In Japan, it is common for individual elderly patients requiring long-term care to use multiple home care services in order to continue living at home. However, the details of the services provided and patients’ conditions at the time of care are not shared among the service providers.
 To address this issue, our research team aims to develop a website that collectively manages care information, predicts declines in activities of daily living (ADL) based on artificial intelligence (AI) analysis, and if necessary, automatically sends reports to service providers and the care manager in charge of the patient. 
 The target population of this study are elderly people with care needs living at home, their families, care managers, and home care service providers. 
 This research is being conducted with the cooperation of elderly individuals requiring care and their families, while always listening to the opinions of the parties involved. In developing the web system, we collaborated with a researcher specializing in care management and another researcher specializing in website development.
 This report describes a questionnaire survey conducted to examine the assessment items to be used in a “care management support system for prevention of severe disease and continuation of living at home for elderly people requiring long-term care”, which our research team is working to develop. Firstly, the assessment items presented in “Appropriate care management techniques: Basic care and disease-specific care” published by the Japanese Ministry of Health, Labour and Welfare were discussed among the author, co-authors, and care managers who were not the subjects of this study, and 73 assessment items were extracted. For each of the 73 items, a questionnaire was developed asking “How important do you think it is for the elderly requiring care to continue living at home?” Each question was scored on a 5-point scale. Of the 30,631 home care support centers in Japan, 1,000 were randomly selected based on a population-proportional distribution by prefecture and government-designated city. Questionnaires were mailed to a total of 3,000 care managers, three to each center, and 642 valid responses were obtained (valid response rate: 21.4%). 
 Assessment items that the care managers selected as highly important (4.7 points or higher) were “presence or absence of falls”, “status of cognitive impairment if the patient has dementia”, “amount of food intake”, “changes in daily condition”, and “mental and physical statuses of a caregiver (family member)”.

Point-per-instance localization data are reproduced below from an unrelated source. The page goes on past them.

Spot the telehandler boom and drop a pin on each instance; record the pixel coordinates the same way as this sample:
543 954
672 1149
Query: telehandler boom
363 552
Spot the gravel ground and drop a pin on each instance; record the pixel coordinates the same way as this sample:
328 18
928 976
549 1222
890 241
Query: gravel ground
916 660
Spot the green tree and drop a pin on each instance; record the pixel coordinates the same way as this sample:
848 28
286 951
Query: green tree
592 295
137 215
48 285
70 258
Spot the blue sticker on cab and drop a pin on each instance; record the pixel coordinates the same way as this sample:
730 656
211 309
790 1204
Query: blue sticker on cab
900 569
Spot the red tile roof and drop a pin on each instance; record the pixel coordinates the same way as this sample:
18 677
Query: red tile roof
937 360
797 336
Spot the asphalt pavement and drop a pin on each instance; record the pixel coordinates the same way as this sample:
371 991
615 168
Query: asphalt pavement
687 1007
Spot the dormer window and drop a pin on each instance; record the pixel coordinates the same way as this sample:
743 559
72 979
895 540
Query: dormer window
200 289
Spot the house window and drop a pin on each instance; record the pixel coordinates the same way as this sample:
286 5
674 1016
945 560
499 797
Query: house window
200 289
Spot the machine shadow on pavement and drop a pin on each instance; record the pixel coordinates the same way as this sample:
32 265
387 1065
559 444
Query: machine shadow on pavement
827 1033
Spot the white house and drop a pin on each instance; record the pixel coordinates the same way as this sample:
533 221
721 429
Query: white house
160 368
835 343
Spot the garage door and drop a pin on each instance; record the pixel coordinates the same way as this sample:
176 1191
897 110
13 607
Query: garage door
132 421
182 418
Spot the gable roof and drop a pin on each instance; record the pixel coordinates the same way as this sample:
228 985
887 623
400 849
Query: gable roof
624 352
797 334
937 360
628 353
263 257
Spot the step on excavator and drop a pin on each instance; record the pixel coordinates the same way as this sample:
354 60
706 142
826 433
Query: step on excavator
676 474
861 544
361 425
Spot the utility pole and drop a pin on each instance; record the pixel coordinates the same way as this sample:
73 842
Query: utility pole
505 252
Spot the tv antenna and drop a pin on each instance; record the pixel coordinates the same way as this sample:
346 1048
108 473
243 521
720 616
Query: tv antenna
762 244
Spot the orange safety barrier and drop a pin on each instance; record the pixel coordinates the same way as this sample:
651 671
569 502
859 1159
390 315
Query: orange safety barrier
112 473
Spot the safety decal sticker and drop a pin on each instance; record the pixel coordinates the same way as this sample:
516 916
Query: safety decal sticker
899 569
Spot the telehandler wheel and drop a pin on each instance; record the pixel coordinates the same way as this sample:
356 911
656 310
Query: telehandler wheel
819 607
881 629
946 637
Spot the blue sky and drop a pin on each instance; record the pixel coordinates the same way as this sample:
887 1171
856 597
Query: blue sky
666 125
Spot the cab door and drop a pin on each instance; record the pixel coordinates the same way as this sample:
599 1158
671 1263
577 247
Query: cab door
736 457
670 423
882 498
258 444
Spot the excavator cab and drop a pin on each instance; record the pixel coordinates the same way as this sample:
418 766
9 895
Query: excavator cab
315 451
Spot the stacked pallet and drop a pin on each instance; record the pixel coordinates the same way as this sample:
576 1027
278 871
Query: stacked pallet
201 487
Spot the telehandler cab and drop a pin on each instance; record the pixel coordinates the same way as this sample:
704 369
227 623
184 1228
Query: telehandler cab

 For the international audience, the development of a “website that predicts declines in ADL based on AI analysis, and if necessary, sends reports to service providers and the care manager in charge of the patient” may provide useful information, as it could be modified to suit the situations in each country and be used effectively in many countries. 
 In the next steps, we plan to conduct interviews with elderly people requiring long-term care, their families, and care managers and determine the data entry items before creating a website and implementing it on a trial basis.